Chyba, że jest jeszcze coś, o czym nie napisano.
Pozdrawiam.
Przez wewnętrzną wymianę instalacji gazowej przynajmiej ja rozumiałem wymianę pionów gazowych od zaworu głównego do liczników. Nie miałem świadomości o nieprawidłowej instalacji w poszczególnych lokalach a gdybym nawet miał taka swiadomość sądziłbym ze to poszczególni właściciele zrobia we własnym zakresie tak jak ja to zrobiłem więc siłą rzeczy nie było w uchwale zastrzeżenia czego wykonawca nie powinien robić ponad to co w uchwale - to odpowiedź dla a-z.
Remont został zgłoszony do Starostwa Powiatowego przez zarządcę. Z ramienia zarządcy nadzor nad wykonaniem uchwały sprawowal ich pracownik.Nie mam pojecia dla czego do tego dopuścił. Ja o wymianie instalacji w tych dwóch lokalach dowiedziałem się juz po zakończeniu remontu - to odpowiedź dla czajnik 5
Informuję państwa że sposób rozliczenia remontu z naszego funduszu remontowego przez zarządcę zaskarżyłem do Sądu Rejonowego i sprawę przegrałem a razczej sąd oddalił moje powódzwtwo uzasadniając tym że to nie zarządcva jest adresatem moich roszczeń a wspólnota mieszkaniowa.

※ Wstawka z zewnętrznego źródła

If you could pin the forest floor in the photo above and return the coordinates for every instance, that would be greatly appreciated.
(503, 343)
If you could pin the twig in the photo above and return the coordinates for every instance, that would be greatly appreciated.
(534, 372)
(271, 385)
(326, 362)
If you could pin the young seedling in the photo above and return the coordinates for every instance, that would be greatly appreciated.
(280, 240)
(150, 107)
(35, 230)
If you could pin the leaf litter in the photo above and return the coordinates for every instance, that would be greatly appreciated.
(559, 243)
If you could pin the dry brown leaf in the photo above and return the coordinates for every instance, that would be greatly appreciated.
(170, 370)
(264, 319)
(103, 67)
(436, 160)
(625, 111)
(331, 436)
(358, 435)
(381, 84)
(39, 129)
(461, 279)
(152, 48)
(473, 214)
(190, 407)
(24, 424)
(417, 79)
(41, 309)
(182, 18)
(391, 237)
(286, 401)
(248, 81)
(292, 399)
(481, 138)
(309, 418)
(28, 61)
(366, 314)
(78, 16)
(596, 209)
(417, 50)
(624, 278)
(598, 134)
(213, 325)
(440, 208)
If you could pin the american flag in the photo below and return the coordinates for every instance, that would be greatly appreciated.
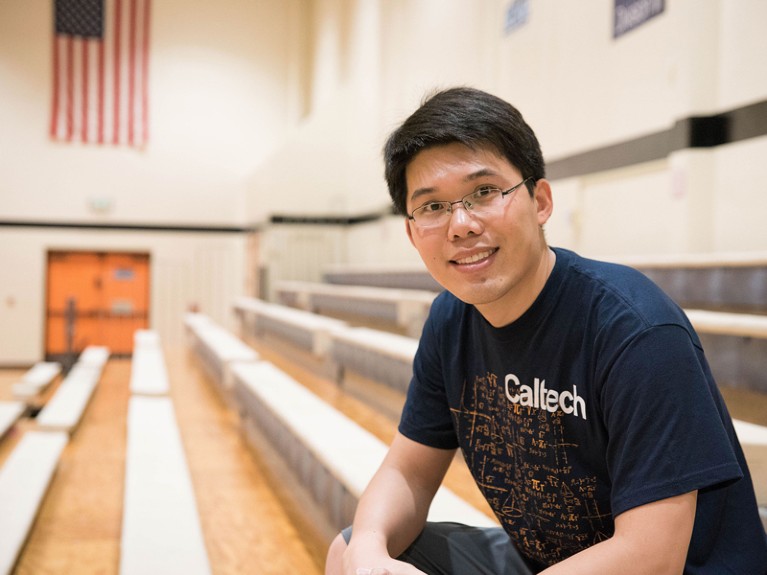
(100, 72)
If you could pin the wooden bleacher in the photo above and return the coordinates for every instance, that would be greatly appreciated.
(725, 296)
(218, 349)
(36, 380)
(326, 458)
(306, 330)
(329, 456)
(10, 412)
(24, 481)
(65, 409)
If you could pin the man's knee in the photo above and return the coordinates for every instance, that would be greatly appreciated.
(334, 559)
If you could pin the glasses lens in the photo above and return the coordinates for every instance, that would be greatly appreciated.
(483, 199)
(431, 214)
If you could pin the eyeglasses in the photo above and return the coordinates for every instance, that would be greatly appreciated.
(483, 200)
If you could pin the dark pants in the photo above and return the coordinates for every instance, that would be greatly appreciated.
(456, 549)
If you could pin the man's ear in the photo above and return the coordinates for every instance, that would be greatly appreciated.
(544, 203)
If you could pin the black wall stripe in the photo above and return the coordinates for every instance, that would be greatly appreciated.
(694, 132)
(125, 227)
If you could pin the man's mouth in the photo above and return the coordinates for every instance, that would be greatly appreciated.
(476, 257)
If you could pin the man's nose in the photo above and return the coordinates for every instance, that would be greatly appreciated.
(462, 221)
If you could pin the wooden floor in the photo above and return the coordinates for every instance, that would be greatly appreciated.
(246, 525)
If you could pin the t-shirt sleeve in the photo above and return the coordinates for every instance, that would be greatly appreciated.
(426, 416)
(668, 433)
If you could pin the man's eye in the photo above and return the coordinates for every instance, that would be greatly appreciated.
(483, 192)
(433, 207)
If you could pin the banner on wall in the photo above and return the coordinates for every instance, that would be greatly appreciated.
(630, 14)
(100, 72)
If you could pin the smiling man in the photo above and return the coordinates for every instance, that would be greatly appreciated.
(576, 390)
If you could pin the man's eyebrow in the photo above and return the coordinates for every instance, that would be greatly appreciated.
(482, 173)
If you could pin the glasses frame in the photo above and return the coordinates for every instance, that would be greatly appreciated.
(463, 201)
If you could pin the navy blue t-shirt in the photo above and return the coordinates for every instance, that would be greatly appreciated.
(597, 400)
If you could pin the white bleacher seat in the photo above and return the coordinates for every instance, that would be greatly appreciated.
(380, 356)
(218, 350)
(24, 481)
(405, 308)
(65, 409)
(723, 323)
(149, 375)
(94, 355)
(10, 411)
(332, 457)
(309, 331)
(36, 379)
(161, 529)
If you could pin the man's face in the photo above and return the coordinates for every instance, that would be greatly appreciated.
(494, 261)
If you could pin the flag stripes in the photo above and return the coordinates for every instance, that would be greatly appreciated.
(100, 82)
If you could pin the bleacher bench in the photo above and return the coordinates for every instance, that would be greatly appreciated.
(406, 309)
(331, 456)
(10, 412)
(36, 379)
(24, 480)
(161, 531)
(149, 375)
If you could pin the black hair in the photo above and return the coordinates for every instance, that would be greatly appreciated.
(468, 116)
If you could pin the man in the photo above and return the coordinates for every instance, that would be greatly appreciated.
(577, 391)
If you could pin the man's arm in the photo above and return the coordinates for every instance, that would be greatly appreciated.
(651, 539)
(393, 509)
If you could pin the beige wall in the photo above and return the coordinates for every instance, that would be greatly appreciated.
(227, 80)
(263, 107)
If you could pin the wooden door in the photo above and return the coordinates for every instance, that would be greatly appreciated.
(95, 298)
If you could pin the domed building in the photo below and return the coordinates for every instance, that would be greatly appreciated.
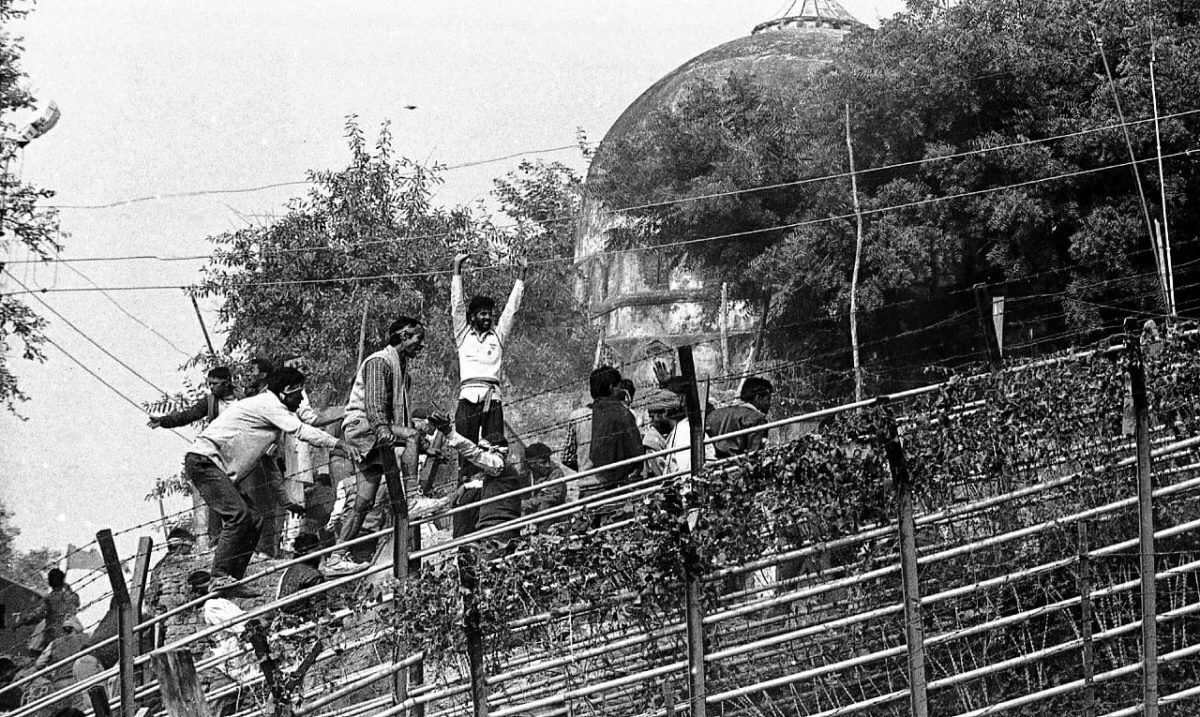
(646, 303)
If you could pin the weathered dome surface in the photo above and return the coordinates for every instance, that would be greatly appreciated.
(647, 302)
(780, 52)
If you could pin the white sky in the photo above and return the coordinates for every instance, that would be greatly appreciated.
(165, 96)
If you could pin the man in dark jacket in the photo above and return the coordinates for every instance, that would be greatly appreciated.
(303, 576)
(748, 411)
(615, 434)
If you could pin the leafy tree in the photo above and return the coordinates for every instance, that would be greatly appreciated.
(1051, 214)
(24, 221)
(24, 566)
(553, 341)
(369, 238)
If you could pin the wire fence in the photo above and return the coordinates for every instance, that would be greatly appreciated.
(969, 548)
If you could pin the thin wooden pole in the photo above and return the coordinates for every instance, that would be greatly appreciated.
(725, 327)
(400, 530)
(696, 687)
(126, 645)
(1085, 619)
(472, 628)
(1145, 520)
(599, 354)
(983, 303)
(858, 261)
(203, 327)
(363, 335)
(137, 592)
(1169, 281)
(141, 572)
(915, 632)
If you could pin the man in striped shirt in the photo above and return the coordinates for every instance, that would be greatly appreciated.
(378, 421)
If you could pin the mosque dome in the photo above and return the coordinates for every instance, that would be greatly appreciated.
(646, 305)
(780, 52)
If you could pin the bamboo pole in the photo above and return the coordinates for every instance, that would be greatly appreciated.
(983, 306)
(1145, 520)
(858, 261)
(1165, 236)
(1087, 657)
(915, 632)
(204, 329)
(693, 597)
(724, 318)
(363, 335)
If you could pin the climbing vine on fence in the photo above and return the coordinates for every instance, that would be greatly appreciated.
(1062, 420)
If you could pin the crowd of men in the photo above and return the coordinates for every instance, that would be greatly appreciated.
(384, 438)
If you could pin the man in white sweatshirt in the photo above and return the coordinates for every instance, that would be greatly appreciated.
(479, 338)
(227, 450)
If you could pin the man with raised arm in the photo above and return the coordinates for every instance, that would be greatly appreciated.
(221, 393)
(232, 446)
(479, 338)
(378, 421)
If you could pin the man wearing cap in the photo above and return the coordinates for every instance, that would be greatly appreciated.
(232, 446)
(58, 608)
(665, 410)
(301, 576)
(221, 395)
(167, 586)
(378, 420)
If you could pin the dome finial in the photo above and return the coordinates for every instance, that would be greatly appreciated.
(813, 13)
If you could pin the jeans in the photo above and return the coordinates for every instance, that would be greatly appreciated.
(474, 421)
(379, 463)
(241, 522)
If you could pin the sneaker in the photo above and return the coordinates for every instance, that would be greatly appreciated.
(340, 564)
(227, 586)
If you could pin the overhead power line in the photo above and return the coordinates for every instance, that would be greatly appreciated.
(279, 185)
(792, 184)
(654, 247)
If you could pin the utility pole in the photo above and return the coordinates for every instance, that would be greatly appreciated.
(858, 261)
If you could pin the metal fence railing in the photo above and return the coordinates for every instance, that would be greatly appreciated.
(996, 543)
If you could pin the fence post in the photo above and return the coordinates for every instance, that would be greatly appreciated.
(137, 595)
(697, 706)
(1085, 619)
(473, 631)
(126, 645)
(99, 698)
(918, 692)
(181, 692)
(1145, 520)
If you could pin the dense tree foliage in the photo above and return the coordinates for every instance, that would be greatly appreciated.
(25, 223)
(369, 238)
(24, 566)
(989, 146)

Ja jednak dalej uważam że uchwala była prawidłowo określona natomioast to zarządca nie dopelnił swoich obowiązków zwiazanych z nadzorem i rozliczeniem kosztów.
Dziękuje państwu za zainteresowanie moja sprawą i pozdrawiam serdecznie. Jurek
Czy macie swój zarząd?
Bo zarządcą jest ZGM. Jaka to jest umowa o zarządzanie, czy administrowanie?
Co do administrowania powiem szczerze że nie pamiętam czy umowa była spisana było to juz z 10 lat temu. Wcześniej gdy byłem lokatorem to ZGM był z ramienia Gminy zarządcą i tak to zostało.A czy fakt podpisania umowy bądź nie ma znaczenie? Dzięki goniu za zainteresowanie lecz nie ukrywam że miałem nadzieję że może jakis prawnik sie tu wypowie.
Czyli u was się nic nie zmieniło, a to ma bardzo duże znaczenie, widzisz macie bałagan, ZGM rządził i będzie rządził jak chce.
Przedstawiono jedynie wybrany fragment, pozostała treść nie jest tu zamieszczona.